Concerning the manger, it was discussed briefly, but let’s take a closer look at this term. Luke used the Greek word φατνη (phatnē) in Luke 2:7, 12, and 16. Translators of the KJV, NKJV, NASB, NIV, and ESV have chosen the word “manger” in each of these cases because of the context. As you pointed out, Luke used the same word (φατνης, phatnēs, the genitive form of that noun) in Luke 13:15, which the same translators (except the ESV) have rendered as “stall” (ESV uses “manger” here, too).

Why did they use a different English word to translate the same Greek word? The context determines the meaning. Let’s take a look at each of these verses (from NKJV, emphasis and bracketed material added):

And she brought forth her firstborn Son, and wrapped Him in swaddling cloths, and laid Him in a manger, because there was no room for them in the inn [Greek: kataluma]. (Luke 2:7)

“And this will be the sign to you: You will find a Babe wrapped in swaddling cloths, lying in a manger.” (Luke 2:12)

And they [shepherds] came with haste and found Mary and Joseph, and the Babe lying in a manger. (Luke 2:16)

The Lord then answered him and said, “Hypocrite! Does not each one of you on the Sabbath loose his ox or donkey from the stall, and lead it away to water it?” (Luke 13:15)

Luke 2:7 states that Mary “laid Him in a manger” because there was no room for them in the kataluma, which is later translated as “guest room” in Luke 22:11. Jesus was not born in a manger, but Mary laid or placed Him in one after He was born and wrapped in swaddling cloths.

Merriam-Webster’s Collegiate Dictionary defines manger as “a trough or open box in a stable designed to hold feed or fodder for livestock.” The Theological Dictionary of the New Testament states, “It must be stated firmly that the meaning of φατνη (phatnē) here is ‘feeding-trough’; it cannot be translated as ‘stall.’”1 The Greek-English Lexicon of the New Testament states that phatnē is “a box or crib where animals feed—feed box, manger, crib (or possibly even an open feeding place under the sky).”2

As such, it makes sense in Luke 2 to translate the word as “manger” (rather than “stall”) because a manger is a feeding trough for the animals. This feeding trough was likely the proper size to place a baby wrapped in swaddling cloths, much like we use a crib today.

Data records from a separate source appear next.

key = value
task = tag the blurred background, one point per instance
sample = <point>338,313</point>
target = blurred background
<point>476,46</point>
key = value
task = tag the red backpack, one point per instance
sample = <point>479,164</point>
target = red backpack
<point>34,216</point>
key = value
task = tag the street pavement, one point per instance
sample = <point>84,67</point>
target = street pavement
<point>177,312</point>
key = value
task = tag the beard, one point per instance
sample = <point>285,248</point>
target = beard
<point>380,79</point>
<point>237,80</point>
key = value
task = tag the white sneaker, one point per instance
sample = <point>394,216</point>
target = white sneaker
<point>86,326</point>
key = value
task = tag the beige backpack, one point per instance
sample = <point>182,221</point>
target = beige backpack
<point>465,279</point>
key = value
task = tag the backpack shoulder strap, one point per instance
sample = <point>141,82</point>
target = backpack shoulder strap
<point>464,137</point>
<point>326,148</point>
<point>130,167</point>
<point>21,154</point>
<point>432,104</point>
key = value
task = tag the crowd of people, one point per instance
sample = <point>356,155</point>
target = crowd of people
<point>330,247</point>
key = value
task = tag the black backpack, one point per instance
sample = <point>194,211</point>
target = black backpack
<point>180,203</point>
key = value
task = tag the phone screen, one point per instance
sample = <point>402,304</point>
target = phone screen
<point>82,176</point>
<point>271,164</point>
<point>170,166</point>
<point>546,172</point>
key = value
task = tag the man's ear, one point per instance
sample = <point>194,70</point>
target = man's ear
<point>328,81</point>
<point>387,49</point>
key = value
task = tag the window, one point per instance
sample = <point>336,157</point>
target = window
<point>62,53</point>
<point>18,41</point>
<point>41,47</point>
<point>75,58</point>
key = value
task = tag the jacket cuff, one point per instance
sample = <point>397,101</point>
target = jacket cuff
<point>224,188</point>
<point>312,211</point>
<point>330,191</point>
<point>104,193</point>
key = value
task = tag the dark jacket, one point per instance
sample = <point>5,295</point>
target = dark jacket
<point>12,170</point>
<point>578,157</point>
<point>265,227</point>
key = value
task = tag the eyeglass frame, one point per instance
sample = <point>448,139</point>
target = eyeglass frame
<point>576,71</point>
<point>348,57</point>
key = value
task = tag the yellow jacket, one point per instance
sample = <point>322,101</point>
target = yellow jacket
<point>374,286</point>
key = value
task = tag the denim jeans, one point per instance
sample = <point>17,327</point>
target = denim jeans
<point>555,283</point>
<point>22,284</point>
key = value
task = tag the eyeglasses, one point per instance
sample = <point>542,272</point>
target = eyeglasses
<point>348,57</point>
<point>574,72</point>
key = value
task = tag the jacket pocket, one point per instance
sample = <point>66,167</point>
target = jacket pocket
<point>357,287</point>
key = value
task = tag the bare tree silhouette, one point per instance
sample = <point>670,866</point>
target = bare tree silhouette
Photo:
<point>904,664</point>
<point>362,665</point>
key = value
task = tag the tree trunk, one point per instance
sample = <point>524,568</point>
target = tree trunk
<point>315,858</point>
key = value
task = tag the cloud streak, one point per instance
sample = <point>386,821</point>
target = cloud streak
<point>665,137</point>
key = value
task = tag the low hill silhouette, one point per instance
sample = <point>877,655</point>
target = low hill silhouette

The manger is not the entire stall, but is part of it. With that said, it may still be accurate to translate phatnēs as “stall” in Luke 13:15. Perhaps this is an example of synecdoche, where a limited term is used to represent the whole (e.g., in modern English “set of wheels” can mean four tires, or it can refer to the whole vehicle). Or perhaps “manger” is still a better translation of Luke 13:15, if animals were typically tied up to it in those days (in which case the manger could be in a field or along a street and not necessarily in a barn or stable).

I think you have raised a good point about including discussion of Luke 13:15. We have added a footnote to the article with some of this information.

It is extremely important for us to rightly divide the Word of truth (2 Timothy 2:15) but not “slice and dice” it. At times, we may disagree with fellow believers over the interpretation of a particular passage. In such cases (especially when the word, phrase, or passage is not a salvation issue and can rightly be interpreted in a different manner), we must learn to extend to our fellow believers some of the kindness that God has shown us rather than making accusations about one’s motives.

Thanks again for your concern about the article.

Tim Chaffey, AiG–U.S.


  1. Gerhard Kittel, Geoffrey W. Bromiley, and Gerhard Friedrich, editors, Theological Dictionary of the New Testament, electronic ed., (Grand Rapids, MI: Eerdmans, 1964), 53-54.
  2. Johannes P. Louw and Eugene Albert Nida, Greek-English Lexicon of the New Testament : Based on Semantic Domains, vol. 1, electronic ed. of the 2nd edition, (New York: United Bible societies, 1996), 69.